In our current implementation, the TitledPanel simply holds a Label for the title and a Grid with two cell positions, one on top of the other. The width of the label is set so it will spread out as wide as possible. The content cell is also customized so it will try to stretch as much as possible both vertically and horizontally. Also note that using the setContentVerticalAlignment, we enable the user of this component to define the alignment of the content. It's possible that certain scenarios might require the content to be centered while other scenarios require it to be aligned to the top or the bottom. It's important to foresee all the different scenarios in which users will want to use your component.

Although we can now start using our TitledPanel, we're still not quite done with it. We have one more requirement to meet—it should be relatively easy to customize its look.

When developing generic and reusable components, it's important to make them as customizable as possible. The users of your components either can't or don't want to hack into your implementation just to change the background color. This is where CSS styles play a major role. By now, you've seen quite a lot of examples of how you can customize the look of almost any GWT widget. It's time to give the users of your component the same level of flexibility.

The GWT designers really thought through how to support and apply CSS styles to widgets, and they came up with a nice technique that's used by all GWT widgets. The basic idea behind this technique is that when a component is compiled to HTML, its hierarchy of subcomponents is reflected in the generated HTML structure. If we take our TitledPanel as an example, the component itself will be translated to a <DIV> element, under which you'll find a <TABLE> element (the compiled Grid), where the table cells hold other <DIV> elements representing the Label and the content. This enables you to set style names for each component, and customization can be done using nested CSS classes. In our case, we can give the TitledPanel a style named "TitlePanel", the title Label a style named "TitleText", and the grid cell holding the content a style named "Content". Listing 5-28 shows how these style names can be set in our TitledPanel component, and Listing 5-29 shows how you can use these style names to customize the look of the component.

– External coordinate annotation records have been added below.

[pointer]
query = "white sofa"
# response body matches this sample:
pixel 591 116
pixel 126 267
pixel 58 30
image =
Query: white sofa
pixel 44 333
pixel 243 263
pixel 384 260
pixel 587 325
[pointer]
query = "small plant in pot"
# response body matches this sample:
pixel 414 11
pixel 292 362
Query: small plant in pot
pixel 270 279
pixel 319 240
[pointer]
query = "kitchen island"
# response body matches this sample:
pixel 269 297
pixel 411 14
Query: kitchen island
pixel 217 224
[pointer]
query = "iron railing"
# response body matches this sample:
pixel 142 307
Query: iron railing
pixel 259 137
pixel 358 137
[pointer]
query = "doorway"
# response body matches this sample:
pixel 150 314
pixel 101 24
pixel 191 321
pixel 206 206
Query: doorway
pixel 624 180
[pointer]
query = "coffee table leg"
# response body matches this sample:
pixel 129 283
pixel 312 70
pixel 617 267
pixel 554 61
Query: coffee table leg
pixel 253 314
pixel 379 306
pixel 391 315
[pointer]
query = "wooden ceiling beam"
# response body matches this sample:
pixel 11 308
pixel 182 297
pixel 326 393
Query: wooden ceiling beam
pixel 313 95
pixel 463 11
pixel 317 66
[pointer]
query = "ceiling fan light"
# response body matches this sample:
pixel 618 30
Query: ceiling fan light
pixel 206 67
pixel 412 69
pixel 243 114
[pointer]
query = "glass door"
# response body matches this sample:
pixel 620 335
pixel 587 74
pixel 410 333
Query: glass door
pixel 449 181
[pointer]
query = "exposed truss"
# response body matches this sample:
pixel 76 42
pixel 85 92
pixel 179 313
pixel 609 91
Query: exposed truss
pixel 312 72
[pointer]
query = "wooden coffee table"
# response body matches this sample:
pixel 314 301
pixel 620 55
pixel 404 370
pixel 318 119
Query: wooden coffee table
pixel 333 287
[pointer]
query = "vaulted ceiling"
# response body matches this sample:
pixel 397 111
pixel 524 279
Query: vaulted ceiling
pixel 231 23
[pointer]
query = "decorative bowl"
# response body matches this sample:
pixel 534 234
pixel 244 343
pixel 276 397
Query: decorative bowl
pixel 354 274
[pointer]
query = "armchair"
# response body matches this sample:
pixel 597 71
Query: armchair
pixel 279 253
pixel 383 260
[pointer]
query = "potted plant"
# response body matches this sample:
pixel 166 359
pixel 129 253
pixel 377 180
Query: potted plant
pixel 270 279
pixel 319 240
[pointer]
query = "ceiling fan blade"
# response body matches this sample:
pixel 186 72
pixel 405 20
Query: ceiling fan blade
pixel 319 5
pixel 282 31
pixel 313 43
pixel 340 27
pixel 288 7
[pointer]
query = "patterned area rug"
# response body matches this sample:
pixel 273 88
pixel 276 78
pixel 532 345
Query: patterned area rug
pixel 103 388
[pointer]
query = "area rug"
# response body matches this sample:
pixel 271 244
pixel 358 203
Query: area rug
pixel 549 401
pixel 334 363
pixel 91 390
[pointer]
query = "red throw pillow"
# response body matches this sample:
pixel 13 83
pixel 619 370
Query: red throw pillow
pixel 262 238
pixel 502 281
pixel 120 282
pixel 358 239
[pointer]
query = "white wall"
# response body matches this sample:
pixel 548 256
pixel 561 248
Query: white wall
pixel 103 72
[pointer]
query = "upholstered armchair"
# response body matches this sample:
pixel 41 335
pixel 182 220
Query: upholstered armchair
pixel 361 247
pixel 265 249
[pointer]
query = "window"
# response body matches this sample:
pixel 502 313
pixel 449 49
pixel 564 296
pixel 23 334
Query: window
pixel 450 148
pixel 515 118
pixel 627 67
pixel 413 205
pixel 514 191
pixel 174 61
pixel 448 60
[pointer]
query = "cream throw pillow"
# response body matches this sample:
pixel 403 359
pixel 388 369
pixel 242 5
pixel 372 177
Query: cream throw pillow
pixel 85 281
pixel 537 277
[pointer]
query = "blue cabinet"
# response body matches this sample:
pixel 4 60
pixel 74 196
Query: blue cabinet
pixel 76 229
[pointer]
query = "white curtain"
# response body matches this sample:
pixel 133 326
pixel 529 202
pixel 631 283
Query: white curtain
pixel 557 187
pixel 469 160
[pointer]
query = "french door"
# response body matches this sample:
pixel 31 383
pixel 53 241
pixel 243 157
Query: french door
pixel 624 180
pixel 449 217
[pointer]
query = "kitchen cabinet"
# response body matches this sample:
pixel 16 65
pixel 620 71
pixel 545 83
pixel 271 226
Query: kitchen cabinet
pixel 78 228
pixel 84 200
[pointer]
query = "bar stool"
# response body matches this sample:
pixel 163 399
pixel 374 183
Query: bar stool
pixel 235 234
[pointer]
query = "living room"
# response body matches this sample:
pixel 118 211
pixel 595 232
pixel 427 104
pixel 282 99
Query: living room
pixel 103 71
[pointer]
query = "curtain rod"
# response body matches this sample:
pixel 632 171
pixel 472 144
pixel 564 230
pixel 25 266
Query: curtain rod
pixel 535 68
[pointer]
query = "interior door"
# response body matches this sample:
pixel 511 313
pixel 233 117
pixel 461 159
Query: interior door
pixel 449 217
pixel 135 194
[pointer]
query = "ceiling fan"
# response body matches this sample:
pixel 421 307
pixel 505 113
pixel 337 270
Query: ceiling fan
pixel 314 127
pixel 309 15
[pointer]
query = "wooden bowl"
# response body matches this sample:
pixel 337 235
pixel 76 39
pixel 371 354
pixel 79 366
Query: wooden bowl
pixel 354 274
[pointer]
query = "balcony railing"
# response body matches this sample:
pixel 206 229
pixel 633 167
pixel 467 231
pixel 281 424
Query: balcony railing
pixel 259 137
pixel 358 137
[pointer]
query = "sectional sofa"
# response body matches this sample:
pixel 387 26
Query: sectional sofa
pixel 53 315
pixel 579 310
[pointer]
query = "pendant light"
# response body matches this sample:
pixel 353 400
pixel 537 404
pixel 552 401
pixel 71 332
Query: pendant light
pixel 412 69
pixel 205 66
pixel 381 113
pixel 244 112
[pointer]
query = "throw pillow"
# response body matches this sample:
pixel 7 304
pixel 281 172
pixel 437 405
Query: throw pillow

public class TitledPanel extends Composite {
    private final static String STYLE_NAME = "TitlePanel";
    private final static String LABEL_STYLE_NAME = "TitleText";
    private final static String CONTENT_STYLE_NAME = "Content";
    ...
    public TitledPanel(String titleText, Widget content) {
        titleLabel = new Label(titleText);
        titleLabel.setStyleName(LABEL_STYLE_NAME);
        grid = new Grid(2, 1);
        grid.setBorderWidth(0);
        grid.setCellPadding(0);
        grid.setCellSpacing(0);
        grid.setWidget(TITLE_ROW, 0, titleLabel);
        grid.getCellFormatter().setWidth(TITLE_ROW, 0, "100%");
        if (content != null) {
            grid.setWidget(CONTENT_ROW, 0, content);
        }
        grid.getCellFormatter().setWidth(CONTENT_ROW, 0, "100%");
        grid.getCellFormatter().setHeight(CONTENT_ROW, 0, "100%");

grid.getCellFormatter().setStyleName(CONTENT_ROW, 0, CONTENT_STYLE_NAME);
        initWidget(grid);
        setStyleName(STYLE_NAME);
    }
    ...
}

.TitledPanel .TitleText {
    padding-left: 5px;
    background-color: #e3dede;
}
.TitledPanel .Content {
    border: 1px silver inset;
}

Now we're ready to use our new component. Listings 5-30 and 5-31 show how we can use it within our TaskPane and CategoryPane.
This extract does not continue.